Sharman Stone calls for urgent review of foreign investment in Australian agricultural land
June 29, 2011
It was shocking to hear today that a huge parcel of land has been sold to an off-shore owned mining company, Shenhua Watermark Coal who have picked up 43 farms on some of the best soils in Australia in northern New South Wales.
Apparently the intention is to convert the land from food and fibre growing to coalmining. The coalmining in the area of course has major impacts on the Great Artesian Basin, so it's not just a case of losing that land for food security, it also means losing our groundwater access for other agricultural production.
Federal Member for Murray, Sharman Stone, said today that enough is enough we must now have an urgent moratorium on further sales of agricultural land to any overseas companies.
“At the moment the purchase by foreign companies does not trigger any foreign investment consideration unless it is over $230 million. If a government is buying the land, that immediately triggers a foreign investment review board consideration. Clearly the Federal government is ignoring the impacts of these purchases or it does not understand the impacts,” Sharman Stone said.
“The Coalition has already urged the government to investigate foreign ownership of agricultural land and agribusiness. We passed a motion in March in Parliament requiring the Australian Bureau of Statistics to collect the information and analyse the impact of foreign ownership on Australian agriculture. This has just been ignored.
“We already have a number of dairy farms in northern Victoria purchased by Chinese interests. We have seen a food Company from Qatar buy up properties throughout Australia. Given they wish to give their countries some food security in the future, it is ridiculous that on the day after the Federal government released its own food plan for consultation we are seeing some of Australia's best food producing land passed into foreign hands.

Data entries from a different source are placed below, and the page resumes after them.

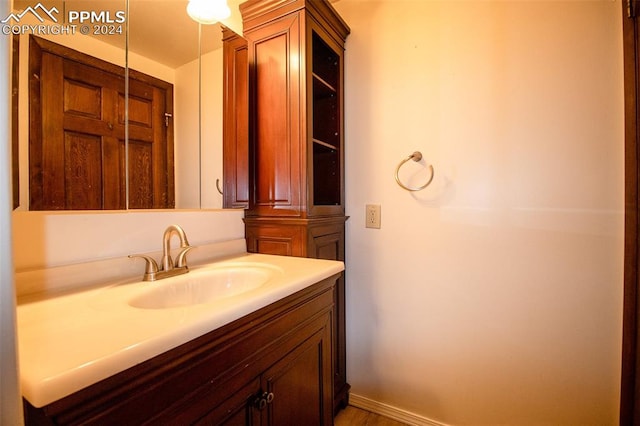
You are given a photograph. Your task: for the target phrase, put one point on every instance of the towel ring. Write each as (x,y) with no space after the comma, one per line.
(416,156)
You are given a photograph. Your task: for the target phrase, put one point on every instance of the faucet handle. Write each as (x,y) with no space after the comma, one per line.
(181,259)
(151,267)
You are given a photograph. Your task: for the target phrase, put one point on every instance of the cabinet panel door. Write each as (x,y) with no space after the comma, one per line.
(237,410)
(276,141)
(301,383)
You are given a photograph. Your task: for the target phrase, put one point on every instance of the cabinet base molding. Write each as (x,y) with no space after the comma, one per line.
(391,412)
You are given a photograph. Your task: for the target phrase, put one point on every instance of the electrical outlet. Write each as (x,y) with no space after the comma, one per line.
(372,216)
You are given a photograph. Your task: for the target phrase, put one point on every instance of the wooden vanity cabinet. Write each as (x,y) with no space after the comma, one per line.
(271,367)
(296,139)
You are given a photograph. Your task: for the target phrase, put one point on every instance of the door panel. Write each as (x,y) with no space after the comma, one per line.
(77,132)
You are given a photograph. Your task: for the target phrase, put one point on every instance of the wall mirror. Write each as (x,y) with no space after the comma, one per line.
(174,71)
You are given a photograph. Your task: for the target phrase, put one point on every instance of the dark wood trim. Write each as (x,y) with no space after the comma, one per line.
(629,404)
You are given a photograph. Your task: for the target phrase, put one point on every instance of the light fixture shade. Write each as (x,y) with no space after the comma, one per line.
(208,11)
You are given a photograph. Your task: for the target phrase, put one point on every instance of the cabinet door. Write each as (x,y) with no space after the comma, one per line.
(301,383)
(237,410)
(236,121)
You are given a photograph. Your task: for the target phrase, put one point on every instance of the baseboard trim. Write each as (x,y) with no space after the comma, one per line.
(391,412)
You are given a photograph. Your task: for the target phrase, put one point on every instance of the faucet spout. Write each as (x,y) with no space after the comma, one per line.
(169,268)
(167,262)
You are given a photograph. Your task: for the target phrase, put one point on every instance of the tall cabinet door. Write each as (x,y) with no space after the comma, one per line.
(276,173)
(236,121)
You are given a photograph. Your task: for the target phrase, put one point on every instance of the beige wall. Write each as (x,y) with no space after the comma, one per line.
(495,295)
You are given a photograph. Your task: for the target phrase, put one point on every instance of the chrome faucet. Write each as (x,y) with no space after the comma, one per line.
(169,267)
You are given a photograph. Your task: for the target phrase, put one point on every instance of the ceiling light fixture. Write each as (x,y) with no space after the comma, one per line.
(208,11)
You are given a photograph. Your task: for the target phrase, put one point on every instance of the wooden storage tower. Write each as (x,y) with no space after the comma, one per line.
(296,139)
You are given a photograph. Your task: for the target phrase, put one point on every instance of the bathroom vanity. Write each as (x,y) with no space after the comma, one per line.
(266,359)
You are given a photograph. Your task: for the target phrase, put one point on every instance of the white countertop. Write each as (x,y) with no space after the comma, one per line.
(71,341)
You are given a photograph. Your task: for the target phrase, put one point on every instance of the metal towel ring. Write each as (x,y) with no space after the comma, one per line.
(416,156)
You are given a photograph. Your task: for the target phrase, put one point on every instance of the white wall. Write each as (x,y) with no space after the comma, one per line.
(495,295)
(10,406)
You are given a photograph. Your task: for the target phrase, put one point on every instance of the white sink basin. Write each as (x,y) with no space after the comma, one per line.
(202,286)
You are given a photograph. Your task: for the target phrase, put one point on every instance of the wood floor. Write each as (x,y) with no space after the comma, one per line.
(352,416)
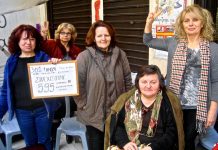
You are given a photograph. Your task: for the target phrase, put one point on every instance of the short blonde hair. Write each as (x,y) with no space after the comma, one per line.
(203,14)
(67,26)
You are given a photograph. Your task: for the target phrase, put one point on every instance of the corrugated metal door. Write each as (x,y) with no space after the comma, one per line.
(127,16)
(76,12)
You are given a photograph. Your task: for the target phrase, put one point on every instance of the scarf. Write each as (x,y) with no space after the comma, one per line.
(178,67)
(133,118)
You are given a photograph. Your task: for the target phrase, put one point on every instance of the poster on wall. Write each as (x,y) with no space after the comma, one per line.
(97,10)
(163,27)
(33,16)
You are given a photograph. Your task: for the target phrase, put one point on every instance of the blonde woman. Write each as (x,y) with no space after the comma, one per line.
(63,45)
(192,72)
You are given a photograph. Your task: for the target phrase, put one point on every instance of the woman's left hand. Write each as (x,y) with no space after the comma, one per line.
(54,60)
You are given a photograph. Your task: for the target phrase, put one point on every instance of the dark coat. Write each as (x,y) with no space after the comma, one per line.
(115,109)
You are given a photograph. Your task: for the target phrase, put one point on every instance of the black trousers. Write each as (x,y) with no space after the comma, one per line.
(95,138)
(189,117)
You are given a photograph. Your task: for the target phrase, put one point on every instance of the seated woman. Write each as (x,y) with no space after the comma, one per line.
(148,116)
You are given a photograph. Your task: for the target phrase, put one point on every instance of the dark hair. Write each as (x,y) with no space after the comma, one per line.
(14,38)
(90,37)
(148,70)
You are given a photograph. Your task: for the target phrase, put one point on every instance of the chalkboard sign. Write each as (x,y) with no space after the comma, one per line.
(53,80)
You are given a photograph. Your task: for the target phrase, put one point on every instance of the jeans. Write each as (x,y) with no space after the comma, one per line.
(210,138)
(95,138)
(35,126)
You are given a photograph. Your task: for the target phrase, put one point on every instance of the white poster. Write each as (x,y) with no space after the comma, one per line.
(33,16)
(9,6)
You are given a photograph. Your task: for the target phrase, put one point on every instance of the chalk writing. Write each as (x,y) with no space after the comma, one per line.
(49,80)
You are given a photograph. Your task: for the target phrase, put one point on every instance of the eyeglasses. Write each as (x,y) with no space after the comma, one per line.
(65,33)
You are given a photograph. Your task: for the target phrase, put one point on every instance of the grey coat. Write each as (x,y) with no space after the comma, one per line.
(170,45)
(102,79)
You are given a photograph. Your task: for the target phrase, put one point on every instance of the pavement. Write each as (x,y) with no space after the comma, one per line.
(63,144)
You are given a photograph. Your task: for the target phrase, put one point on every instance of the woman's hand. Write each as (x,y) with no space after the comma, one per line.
(150,19)
(130,146)
(54,60)
(212,114)
(45,29)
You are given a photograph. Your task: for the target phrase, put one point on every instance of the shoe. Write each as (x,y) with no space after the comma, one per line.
(69,139)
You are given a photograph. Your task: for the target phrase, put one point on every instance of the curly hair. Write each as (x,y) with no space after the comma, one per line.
(150,70)
(203,14)
(90,37)
(14,38)
(68,26)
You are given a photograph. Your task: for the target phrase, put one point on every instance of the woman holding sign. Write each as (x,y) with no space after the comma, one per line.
(63,46)
(34,116)
(104,74)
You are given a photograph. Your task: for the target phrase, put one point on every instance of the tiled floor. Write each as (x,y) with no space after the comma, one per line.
(63,144)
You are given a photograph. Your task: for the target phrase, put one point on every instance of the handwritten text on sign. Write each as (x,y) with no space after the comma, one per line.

“This ultimately means that the food produced will go straight back to their home countries to feed their citizens leaving Australians with less water access, less good soil access, fewer jobs and an all-round bad news outcome,” Sharman Stone said.
Sharman Stone said that the Federal and States Governments, who have a say in these purchases, must urgently review what is happening in Australia with the data collected, and the foreign review threshold of $230 million needs to be urgently directed down.